Barbed Wire is the place where Criticwire celebrates the art of the pan. Here’s where you’ll find the roughest, toughest, funniest reviews, with easy access links to both article and author so you can follow more of their work.
In spite of what you are about to read, “The Twilight Saga: Breaking Dawn – Part 2” is actually the best reviewed film in the enormously popular human-vampire-werewolf-baby romance franchise. It currently rests with a 54% on Rotten Tomatoes — five points higher than the previous critical benchmarks for the series, “The Twilight Saga: Eclipse” and “The Twilight Saga: Twilight” (before you ask: yes, I have a bet going with someone about how many times I can get away with using the phrase “The Twilight Saga” in a single post. So bear with me, “The Twilight Saga” fans).
Of course, 54% is still considered “Rotten” at Rotten Tomatoes — and on our own Criticwire Network, a small sample of critics have given it a lowly C- average. That includes my “positive” review — “positive” in quotes because I would recommend the movie just to see Michael Sheen cackle like a lunatic, and because I kind of admire the chutzpah of making a big honking blockbuster that celebrates the beauty of arranged marriages and falling in love with babies (you can read my full review at ScreenCrush). So good by “The Twilight Saga” standards is not the same as good by normal movie standards. And since this is a big campy film about vampires and werewolves and Michael Sheen in a black velvet cape and Taylor Lautner being all “Hey girl” to an infant the reviewers who didn’t enjoy the “Breaking Dawn” experience had some fun with it. Here are ten great lines from ten horrible reviews of “The Twilight Saga: Breaking Dawn – Part 2.”
“Even the title weakens the will to live. ‘The Twilight Saga: Breaking Dawn – Part 2’ sounds like a section in an instruction manual. “Kit out Bella with red contact lenses.

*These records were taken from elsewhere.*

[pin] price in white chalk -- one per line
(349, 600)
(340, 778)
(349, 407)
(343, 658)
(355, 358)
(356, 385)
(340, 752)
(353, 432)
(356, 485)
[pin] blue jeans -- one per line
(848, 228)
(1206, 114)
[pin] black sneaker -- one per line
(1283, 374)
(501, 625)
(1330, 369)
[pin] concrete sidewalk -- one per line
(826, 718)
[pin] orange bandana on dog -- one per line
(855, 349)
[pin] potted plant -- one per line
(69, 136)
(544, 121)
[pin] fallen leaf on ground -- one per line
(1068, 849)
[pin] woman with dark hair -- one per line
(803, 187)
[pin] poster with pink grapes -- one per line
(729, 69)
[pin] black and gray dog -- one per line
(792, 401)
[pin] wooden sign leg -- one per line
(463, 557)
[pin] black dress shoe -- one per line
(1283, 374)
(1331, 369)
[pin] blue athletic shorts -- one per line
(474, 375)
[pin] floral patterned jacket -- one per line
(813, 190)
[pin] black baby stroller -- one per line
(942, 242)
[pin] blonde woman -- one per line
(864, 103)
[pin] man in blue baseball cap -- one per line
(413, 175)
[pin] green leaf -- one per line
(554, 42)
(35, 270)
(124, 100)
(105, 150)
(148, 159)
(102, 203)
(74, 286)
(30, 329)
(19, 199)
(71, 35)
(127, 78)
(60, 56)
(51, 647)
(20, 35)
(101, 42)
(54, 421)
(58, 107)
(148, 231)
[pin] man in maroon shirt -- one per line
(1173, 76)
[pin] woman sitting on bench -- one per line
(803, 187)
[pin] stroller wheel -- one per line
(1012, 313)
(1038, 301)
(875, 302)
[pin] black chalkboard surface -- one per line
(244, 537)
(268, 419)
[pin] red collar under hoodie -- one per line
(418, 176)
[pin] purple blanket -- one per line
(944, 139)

Re-attach her to vampire Edward. Remove Jacob’s clothes, once again, so he can demonstrate his werewolf-ness to a bemused bystander (here Bella’s sheriff dad) … End with a massed midwinter battle between the main mutants and the Volturi, the team of ancient Roman vampires led by Michael Sheen (death-pale face, Richard III hair), in which bodies and severed heads are tossed about as if in Snowscape Volleyball’…”

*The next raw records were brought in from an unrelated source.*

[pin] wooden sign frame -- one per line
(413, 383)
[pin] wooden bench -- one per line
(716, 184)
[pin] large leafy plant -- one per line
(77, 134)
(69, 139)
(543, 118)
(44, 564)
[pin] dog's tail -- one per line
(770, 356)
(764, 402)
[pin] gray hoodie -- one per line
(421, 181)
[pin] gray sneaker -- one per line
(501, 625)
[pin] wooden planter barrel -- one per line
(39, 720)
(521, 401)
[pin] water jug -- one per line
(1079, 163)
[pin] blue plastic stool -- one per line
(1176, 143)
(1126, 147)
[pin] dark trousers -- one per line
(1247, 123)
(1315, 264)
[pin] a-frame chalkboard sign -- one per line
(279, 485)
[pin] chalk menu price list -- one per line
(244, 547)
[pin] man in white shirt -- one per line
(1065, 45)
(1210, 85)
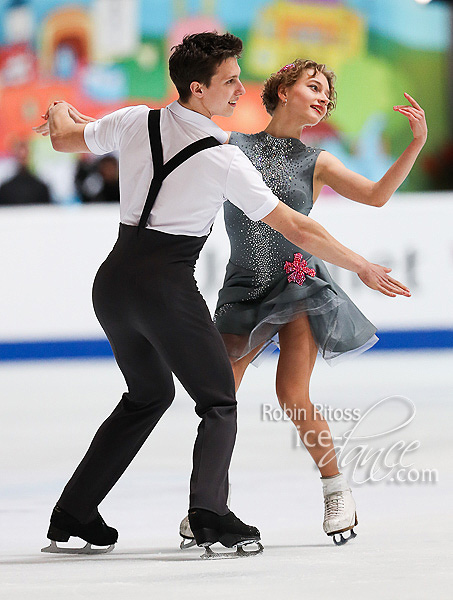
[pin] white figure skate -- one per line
(339, 509)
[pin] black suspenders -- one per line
(161, 170)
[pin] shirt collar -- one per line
(199, 120)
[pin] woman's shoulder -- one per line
(236, 137)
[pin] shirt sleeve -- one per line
(104, 135)
(246, 189)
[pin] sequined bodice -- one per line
(287, 167)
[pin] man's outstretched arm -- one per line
(66, 135)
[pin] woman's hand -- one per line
(376, 277)
(416, 116)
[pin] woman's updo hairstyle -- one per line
(287, 77)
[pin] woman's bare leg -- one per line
(233, 344)
(298, 352)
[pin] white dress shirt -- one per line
(194, 192)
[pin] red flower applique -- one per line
(297, 269)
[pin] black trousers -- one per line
(146, 299)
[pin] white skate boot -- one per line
(339, 509)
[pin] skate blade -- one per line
(187, 543)
(52, 548)
(341, 541)
(240, 552)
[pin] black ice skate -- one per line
(209, 528)
(96, 532)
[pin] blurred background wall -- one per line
(104, 54)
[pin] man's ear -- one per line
(197, 89)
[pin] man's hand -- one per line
(75, 115)
(376, 277)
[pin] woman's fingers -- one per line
(413, 101)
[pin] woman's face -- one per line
(308, 98)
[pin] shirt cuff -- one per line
(89, 136)
(264, 209)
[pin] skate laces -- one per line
(333, 505)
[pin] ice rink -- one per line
(50, 411)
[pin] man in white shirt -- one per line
(145, 295)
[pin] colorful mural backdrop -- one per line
(104, 54)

“Predicating a four-book epic’s big finale on a wacky misunderstanding? Seriously?”
“If you think the premise is absurd, wait till you see the execution.”
“‘The Twilight Saga: Treading Water’ would be more apt, considering how scriptwriter Melissa Rosenberg manages to expand 30 minutes of plot into two hours of anticipation and dread.”

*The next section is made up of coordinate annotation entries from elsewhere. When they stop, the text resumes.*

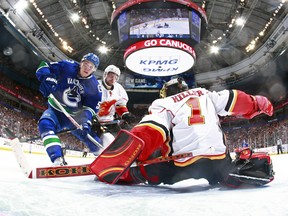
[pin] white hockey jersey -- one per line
(193, 118)
(113, 101)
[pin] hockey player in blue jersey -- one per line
(77, 89)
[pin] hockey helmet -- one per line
(92, 58)
(112, 69)
(173, 86)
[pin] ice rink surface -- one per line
(82, 196)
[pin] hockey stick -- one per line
(165, 159)
(58, 133)
(73, 120)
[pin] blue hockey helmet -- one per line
(92, 58)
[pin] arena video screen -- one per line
(159, 23)
(123, 27)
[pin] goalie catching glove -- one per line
(253, 168)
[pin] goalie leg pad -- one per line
(117, 157)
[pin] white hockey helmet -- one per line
(173, 86)
(112, 69)
(92, 58)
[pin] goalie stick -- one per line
(63, 171)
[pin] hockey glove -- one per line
(263, 105)
(48, 85)
(128, 117)
(105, 107)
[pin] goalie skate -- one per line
(254, 168)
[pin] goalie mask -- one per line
(172, 87)
(112, 69)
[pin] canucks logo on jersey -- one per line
(72, 97)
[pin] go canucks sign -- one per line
(159, 57)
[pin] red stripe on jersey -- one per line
(121, 109)
(198, 157)
(154, 137)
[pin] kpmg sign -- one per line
(159, 57)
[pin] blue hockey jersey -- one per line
(73, 92)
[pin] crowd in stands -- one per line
(257, 133)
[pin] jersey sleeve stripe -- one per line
(231, 101)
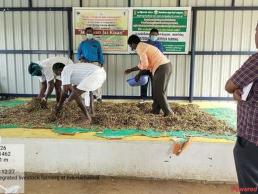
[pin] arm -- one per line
(161, 47)
(242, 77)
(79, 52)
(230, 87)
(43, 88)
(100, 55)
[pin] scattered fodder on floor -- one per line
(115, 116)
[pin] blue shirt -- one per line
(156, 44)
(91, 50)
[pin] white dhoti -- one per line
(91, 83)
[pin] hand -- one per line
(127, 71)
(237, 95)
(57, 108)
(137, 77)
(43, 99)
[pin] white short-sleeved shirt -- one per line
(75, 73)
(47, 64)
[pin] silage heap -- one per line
(114, 116)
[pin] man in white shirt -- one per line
(78, 79)
(47, 78)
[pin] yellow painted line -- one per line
(48, 133)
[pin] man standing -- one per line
(49, 81)
(159, 65)
(77, 79)
(246, 148)
(90, 51)
(153, 40)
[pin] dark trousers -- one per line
(144, 88)
(159, 85)
(246, 161)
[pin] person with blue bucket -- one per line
(153, 60)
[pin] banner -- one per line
(110, 27)
(173, 25)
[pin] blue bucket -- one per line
(142, 81)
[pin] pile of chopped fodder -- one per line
(115, 116)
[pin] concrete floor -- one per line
(123, 186)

“You can only kill a vampire by pulling off his head and setting his body on fire, something that happens with comic frequency in ‘The Twilight Saga: Breaking Dawn – Part 2.’ It’s a movie so dull you might start yanking on your own head after about an hour.”
“Lautner’s abs are the only taut thing about this tween-centered soap opera.”
“In a plot development that’s consistent with the ‘Twilight’ series’ ongoing propensity for unacknowledged incestuous creepiness, Bella’s lupine ex-suitor Jacob (Taylor Lautner) has now ‘imprinted’ on her daughter (not in that way! He’s just bound by werewolf instinct to protect her from harm! Renesmée, that is!).”
“This is bugging me for some reason: The Volturi are somehow stupid enough to mistake Bella’s daughter for something she isn’t? What kind of stupid vampires are these vampires?”
“This motley lot — the women bloodsuckers all seem to resemble lip-augmented Tampa trophy wives; the men, hollow-cheeked consumptives who look like VIPs at the clubs ‘SNL”s Stefon frequents — are given ample time to explain and demonstrate their special powers. It’s about as exciting as watching David Blaine play Stratego.”
“On the plus side, this is likely the last ‘Twilight’ offering for the foreseeable future, until the inevitable ‘Jacob & Renesmee: It’s Baby Love!’ spinoff emerges.”